Ci auspichiamo anche sia confermata la misura di un voucher per le pmi che si vogliano dotare di un “digital manager a tempo”.
Tutto questo fa perdere la spinta per la digitalizzazione della manifattura. Le imprese, temo, le interpreteranno come un passo indietro sugli investimenti pubblici.
Anche tutta questa incertezza sulle misure presenti in Manovra, dimostra che in quest’ambito la comunicazione da parte del Governo è stata poco attenta. Già questo è un segnale della scarsa centralità di Industria 4.0. In passato invece questo è stato uno dei pilastri della Manovra e come tale ben comunicato.
Nessuna politica industriale sull’innovazione
Insomma, tutto conferma che si vada verso una riduzione del piano, senza che ci sia una seria politica industriale, che dia il senso delle priorità di investimento.
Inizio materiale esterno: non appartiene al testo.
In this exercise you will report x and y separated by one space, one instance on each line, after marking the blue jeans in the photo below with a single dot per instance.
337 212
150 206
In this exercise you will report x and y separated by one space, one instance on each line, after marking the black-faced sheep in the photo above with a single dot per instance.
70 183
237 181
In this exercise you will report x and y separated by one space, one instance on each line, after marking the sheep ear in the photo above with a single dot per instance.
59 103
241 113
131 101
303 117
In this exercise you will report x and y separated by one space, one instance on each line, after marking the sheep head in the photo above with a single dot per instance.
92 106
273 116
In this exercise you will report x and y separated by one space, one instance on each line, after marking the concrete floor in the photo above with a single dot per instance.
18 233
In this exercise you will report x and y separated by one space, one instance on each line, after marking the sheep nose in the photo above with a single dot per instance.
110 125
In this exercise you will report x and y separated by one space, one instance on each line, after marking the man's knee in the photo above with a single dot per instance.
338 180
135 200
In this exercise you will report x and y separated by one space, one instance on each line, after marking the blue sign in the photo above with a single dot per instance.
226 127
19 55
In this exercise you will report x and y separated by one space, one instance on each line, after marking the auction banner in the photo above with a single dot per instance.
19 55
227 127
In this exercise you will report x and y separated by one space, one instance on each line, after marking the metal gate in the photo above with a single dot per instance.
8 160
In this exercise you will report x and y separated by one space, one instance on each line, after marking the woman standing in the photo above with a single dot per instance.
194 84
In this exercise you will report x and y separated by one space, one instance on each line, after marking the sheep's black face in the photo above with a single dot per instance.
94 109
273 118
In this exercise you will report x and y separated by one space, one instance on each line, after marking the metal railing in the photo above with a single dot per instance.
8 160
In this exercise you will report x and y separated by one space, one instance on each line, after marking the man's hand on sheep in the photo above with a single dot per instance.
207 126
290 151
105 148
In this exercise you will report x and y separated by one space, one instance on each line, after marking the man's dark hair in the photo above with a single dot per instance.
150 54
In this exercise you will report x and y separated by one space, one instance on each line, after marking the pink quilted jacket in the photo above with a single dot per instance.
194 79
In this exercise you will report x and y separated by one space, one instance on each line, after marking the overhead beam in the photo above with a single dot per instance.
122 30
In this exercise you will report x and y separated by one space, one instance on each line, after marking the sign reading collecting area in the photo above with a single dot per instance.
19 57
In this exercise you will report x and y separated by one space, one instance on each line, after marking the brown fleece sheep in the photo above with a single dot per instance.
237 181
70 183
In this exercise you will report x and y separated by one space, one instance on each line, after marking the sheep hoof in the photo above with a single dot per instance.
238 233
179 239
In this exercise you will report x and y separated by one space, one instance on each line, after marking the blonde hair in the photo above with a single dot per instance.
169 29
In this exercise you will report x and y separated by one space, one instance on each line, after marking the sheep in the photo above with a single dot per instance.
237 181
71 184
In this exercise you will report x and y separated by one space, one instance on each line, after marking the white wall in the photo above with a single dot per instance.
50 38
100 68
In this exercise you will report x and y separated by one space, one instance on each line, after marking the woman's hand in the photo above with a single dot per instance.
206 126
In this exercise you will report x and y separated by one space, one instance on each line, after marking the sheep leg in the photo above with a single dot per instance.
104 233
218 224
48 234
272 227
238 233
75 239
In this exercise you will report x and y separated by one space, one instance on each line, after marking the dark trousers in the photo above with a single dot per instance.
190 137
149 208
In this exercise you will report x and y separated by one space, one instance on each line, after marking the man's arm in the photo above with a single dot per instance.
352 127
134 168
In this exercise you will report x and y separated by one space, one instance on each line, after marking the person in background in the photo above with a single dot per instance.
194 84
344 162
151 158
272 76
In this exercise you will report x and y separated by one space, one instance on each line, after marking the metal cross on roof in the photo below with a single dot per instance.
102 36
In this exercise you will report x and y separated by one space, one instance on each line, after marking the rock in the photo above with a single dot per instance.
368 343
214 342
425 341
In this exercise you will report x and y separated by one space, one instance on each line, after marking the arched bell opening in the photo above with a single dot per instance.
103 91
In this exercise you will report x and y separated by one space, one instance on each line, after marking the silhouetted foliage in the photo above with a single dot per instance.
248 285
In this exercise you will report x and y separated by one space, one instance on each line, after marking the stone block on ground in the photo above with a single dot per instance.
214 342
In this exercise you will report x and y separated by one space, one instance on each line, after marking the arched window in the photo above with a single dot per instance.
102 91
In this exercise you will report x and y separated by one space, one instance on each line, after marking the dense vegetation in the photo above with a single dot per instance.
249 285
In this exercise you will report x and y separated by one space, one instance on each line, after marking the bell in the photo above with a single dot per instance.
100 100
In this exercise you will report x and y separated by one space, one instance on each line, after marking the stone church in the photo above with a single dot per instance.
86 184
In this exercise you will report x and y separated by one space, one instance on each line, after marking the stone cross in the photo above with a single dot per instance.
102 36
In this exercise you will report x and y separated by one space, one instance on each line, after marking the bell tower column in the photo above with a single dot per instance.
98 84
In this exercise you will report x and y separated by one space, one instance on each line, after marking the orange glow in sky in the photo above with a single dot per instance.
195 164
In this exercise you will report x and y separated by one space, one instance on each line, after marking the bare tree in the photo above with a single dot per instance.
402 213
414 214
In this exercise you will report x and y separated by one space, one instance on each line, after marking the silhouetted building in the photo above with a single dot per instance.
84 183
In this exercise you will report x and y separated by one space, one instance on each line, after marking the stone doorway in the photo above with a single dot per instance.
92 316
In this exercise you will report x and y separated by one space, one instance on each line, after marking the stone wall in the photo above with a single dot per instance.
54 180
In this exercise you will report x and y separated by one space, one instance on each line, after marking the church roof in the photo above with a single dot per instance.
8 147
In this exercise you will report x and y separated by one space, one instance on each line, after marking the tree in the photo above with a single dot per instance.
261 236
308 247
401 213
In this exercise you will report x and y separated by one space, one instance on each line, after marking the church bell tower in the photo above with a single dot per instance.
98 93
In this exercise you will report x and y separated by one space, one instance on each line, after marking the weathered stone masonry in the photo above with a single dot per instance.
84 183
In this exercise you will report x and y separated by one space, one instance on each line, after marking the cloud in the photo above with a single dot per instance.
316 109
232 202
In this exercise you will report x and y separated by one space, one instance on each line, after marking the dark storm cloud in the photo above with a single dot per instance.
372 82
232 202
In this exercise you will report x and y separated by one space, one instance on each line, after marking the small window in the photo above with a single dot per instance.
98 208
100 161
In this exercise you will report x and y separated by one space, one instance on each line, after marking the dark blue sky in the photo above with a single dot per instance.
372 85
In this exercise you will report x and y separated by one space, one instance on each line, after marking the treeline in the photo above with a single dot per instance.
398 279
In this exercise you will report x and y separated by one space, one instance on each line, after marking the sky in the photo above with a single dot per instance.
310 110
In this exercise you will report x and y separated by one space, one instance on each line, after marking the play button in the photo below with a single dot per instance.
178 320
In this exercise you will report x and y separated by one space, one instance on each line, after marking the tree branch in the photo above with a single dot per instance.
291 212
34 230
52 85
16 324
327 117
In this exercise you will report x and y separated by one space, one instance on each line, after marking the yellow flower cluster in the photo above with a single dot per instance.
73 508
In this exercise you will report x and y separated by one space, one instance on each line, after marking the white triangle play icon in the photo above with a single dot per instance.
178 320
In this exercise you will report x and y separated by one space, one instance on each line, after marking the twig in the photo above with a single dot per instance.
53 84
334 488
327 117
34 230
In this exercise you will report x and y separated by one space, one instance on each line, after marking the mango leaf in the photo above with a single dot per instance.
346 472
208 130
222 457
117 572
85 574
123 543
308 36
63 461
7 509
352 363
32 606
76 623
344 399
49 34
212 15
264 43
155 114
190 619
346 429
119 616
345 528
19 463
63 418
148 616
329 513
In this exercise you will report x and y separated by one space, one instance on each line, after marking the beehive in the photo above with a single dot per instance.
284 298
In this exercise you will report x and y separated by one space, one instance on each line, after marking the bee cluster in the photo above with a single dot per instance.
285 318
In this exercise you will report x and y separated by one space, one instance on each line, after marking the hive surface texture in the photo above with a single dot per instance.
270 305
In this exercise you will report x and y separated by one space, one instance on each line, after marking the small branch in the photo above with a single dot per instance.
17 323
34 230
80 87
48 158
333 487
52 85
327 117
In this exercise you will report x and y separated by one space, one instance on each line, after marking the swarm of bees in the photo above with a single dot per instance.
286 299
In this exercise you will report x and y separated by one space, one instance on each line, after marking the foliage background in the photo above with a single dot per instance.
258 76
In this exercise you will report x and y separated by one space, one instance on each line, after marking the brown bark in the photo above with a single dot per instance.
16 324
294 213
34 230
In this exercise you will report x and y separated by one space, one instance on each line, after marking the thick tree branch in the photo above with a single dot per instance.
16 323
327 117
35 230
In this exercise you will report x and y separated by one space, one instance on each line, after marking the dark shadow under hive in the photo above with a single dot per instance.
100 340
Ma le priorità – a quanto pare – sono altre per il Governo: in Italia si è passati da una strategia fondata sulle opportunità a una centrata sulla tutela dei cittadini (tali sono il reddito di cittadinanza, le misure sulle pensioni, ma anche le politiche sull’immigrazione e la globalizzazione…).
Quello che stiamo vivendo e che le aziende vivranno, è frutto di una scelta politica ben precisa. Ma il risultato è che l’Italia ha scelto di non cogliere la sfida dell’innovazione per la crescita Paese.